眠り姫の事件が解決してからアーバン・レジェンドに戻ってマカロンパーティを再開している最中、ボクは星空が見たくなって寮の屋根に登っていた。来夢はそんなボクの後を追ってきたんだ。
「ねぇ、またスペルカードで空を飛ばない?」
「……正気ですの?動画がどうのこうのと騒ぎになったりしましたのに?」
「ダメ?」
「……」
真っ直ぐ見つめるとうぐぐ、と来夢は変な声を漏らし、スペルカードを顕現させる。
「人気のない森へ行きますわよ」
「やったー」
ボクは来夢と一緒に箒に跨った。やっぱり、夜風に吹かれながら星空の下で食べるお菓子は一味も二味も違う。
「ねぇ、来夢」
「なんですの……むぐっ」
来夢が好きなシトロンのマカロンを口の中に入れてあげる。すると来夢の顔がまた赤みがかった。
「……ま、ましろさん」
「なんだい、来夢?」
シトロンのマカロンを食べ終えた来夢が後ろを向きながら話す。
「マカロンのお菓子言葉はご存知でして?」
「うーん。そこまでは知らないなぁ」
お菓子言葉だって?そういうのはあんまり興味がないから知らない。どういう意味なのかを聞いたら、来夢は複雑な表情を浮かべながら教えてくれた。
「あなたは特別な存在、ですわ」
「ふーん。なるほど……」
あれ?ボクってば来夢が特別な存在だと思ってるってこと?
「あ!違うよ!だって偶々マカロンが報酬で贈られてきただけだし!!」
「偶然にしては出来すぎてますことよ!?」
否定すると、来夢がぽかりと頭を叩いてきた。違うんだ。全然そんなつもりはなくて。なんて言うと、来夢が更に怒ってきそうだから言葉を呑み込んでおく。
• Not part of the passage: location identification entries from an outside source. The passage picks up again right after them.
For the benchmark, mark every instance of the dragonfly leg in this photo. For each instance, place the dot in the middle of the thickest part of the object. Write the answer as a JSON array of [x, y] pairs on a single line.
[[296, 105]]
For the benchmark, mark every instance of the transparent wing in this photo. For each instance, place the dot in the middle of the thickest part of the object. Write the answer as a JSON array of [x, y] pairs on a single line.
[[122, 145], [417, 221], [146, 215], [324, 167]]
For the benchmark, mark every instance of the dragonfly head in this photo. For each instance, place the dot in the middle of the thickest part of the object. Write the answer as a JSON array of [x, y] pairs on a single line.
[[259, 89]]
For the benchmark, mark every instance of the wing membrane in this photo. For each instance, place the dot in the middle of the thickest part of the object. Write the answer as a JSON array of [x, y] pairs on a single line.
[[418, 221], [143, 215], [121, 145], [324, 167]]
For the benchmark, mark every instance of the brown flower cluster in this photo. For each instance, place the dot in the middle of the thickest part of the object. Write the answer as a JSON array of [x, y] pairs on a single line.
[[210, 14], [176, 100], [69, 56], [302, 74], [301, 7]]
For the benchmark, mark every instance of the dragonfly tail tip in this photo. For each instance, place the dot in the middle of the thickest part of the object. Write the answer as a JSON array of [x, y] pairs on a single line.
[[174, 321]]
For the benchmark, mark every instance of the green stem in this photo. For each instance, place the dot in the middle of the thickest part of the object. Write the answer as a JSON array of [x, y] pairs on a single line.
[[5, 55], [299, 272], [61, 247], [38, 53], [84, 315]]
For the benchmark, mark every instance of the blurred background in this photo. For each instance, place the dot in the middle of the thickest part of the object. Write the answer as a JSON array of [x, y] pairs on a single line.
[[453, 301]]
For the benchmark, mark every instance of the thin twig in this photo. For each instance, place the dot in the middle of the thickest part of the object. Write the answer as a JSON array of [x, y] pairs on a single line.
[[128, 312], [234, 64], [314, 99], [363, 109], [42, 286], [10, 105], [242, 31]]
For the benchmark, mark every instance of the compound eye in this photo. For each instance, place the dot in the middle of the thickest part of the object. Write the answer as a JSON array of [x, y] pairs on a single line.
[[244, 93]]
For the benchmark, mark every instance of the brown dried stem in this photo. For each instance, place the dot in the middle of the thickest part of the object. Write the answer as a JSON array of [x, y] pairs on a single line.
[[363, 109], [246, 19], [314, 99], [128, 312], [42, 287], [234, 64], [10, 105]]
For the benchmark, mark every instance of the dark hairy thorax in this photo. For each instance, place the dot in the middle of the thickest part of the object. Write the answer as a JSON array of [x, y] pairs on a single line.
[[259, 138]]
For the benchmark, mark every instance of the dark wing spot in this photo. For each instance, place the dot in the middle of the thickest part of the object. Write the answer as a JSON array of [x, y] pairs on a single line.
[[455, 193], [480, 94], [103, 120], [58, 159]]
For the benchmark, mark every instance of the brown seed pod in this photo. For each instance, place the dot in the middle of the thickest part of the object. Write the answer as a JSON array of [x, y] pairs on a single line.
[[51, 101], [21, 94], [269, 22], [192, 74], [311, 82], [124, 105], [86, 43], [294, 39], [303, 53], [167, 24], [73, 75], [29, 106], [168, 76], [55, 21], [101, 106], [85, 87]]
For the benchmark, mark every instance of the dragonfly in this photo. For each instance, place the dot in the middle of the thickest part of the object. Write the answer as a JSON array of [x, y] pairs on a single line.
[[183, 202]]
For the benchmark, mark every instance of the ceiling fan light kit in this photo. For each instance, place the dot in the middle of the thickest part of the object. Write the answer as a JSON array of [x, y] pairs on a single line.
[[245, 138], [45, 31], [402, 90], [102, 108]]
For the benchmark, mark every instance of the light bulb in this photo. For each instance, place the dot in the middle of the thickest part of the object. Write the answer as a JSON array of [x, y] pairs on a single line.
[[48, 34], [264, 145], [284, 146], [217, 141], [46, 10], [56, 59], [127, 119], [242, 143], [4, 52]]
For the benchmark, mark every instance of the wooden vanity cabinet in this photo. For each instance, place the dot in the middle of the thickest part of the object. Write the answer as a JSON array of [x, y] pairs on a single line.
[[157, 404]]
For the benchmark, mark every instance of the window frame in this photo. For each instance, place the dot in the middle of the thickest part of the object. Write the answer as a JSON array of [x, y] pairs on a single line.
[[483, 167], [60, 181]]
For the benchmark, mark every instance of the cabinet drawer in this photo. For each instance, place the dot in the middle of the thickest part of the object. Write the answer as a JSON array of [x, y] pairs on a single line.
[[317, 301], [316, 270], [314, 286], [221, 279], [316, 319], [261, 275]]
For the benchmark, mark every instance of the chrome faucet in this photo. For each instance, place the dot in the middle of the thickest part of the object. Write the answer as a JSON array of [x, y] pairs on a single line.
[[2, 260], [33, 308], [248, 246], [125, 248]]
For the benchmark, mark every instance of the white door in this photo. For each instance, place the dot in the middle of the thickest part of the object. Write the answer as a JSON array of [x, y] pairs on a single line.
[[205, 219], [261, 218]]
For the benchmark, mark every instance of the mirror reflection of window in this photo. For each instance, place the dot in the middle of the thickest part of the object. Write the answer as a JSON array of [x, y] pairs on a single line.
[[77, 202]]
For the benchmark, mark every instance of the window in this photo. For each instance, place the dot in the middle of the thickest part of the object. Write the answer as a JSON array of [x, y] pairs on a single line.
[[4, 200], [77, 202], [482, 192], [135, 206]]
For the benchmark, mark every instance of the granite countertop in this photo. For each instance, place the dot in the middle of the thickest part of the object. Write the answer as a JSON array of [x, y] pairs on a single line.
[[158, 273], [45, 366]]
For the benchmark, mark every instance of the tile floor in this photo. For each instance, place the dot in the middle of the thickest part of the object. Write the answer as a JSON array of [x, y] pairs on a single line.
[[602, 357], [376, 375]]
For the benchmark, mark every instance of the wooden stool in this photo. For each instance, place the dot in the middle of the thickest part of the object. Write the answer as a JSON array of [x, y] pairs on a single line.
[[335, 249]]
「眠り姫の件についてはノーカンですからね!ノーカン!」
あらら。やっぱりボクがキスをしたって勘違いしちゃってる。来夢の態度が変なのもそれのせいかな。
「ーーじゃあ、鵜久森さんがよかったのかな?」
意地悪心が出て、つい来夢を揶揄ってしまった。来夢が悲しそうな顔をする。……待って。来夢ってやっぱりボクのことが、幼なじみとかそういう域ではなく……。
「……え?そ、それはないなぁ……」
と、思いたいけど。
「……なにひとりでぶつくさ言ってるんですの?」
「な、なんでもないよ」
平常心を取り繕う。まさかとは思うけど、あの来夢が、ぼ、ボクのことを?
「ちょっと、ましろさん?食べすぎではなくって?」
心を落ち着かせようとして、ひたすら袋に詰め込んできたマカロンを食べ続ける。マカロンのお菓子言葉なんて知らない。ボクは甘いものが好きな呪いで食べているだけさ。
「大丈夫だよ。このくらい」
平常心ーー平常心。来夢がボクのことを好き?だからって、ボクが来夢をいきなり好きになるのはありえない。揶揄いはしたことはあったけど、今の今までそう認識したことがなかったから。
ーーどうする?本人にボクが好きかどうか直接聞く?
「ーー星が綺麗だね」
「……そうですわね」
臆病なボクから出たのは、別の言葉だった。来夢が呆れた表情をしたけど、すぐに笑顔になってくれた。
ーーボクは今の距離感が崩れることを怖がっている気がする。……そうだ。昔から築いてきた距離感が崩れるのが怖い。
だから、今まで通り。それが1番いい選択だと信じて。
ボクはこの夜、心を隠して来夢に接することを決めた。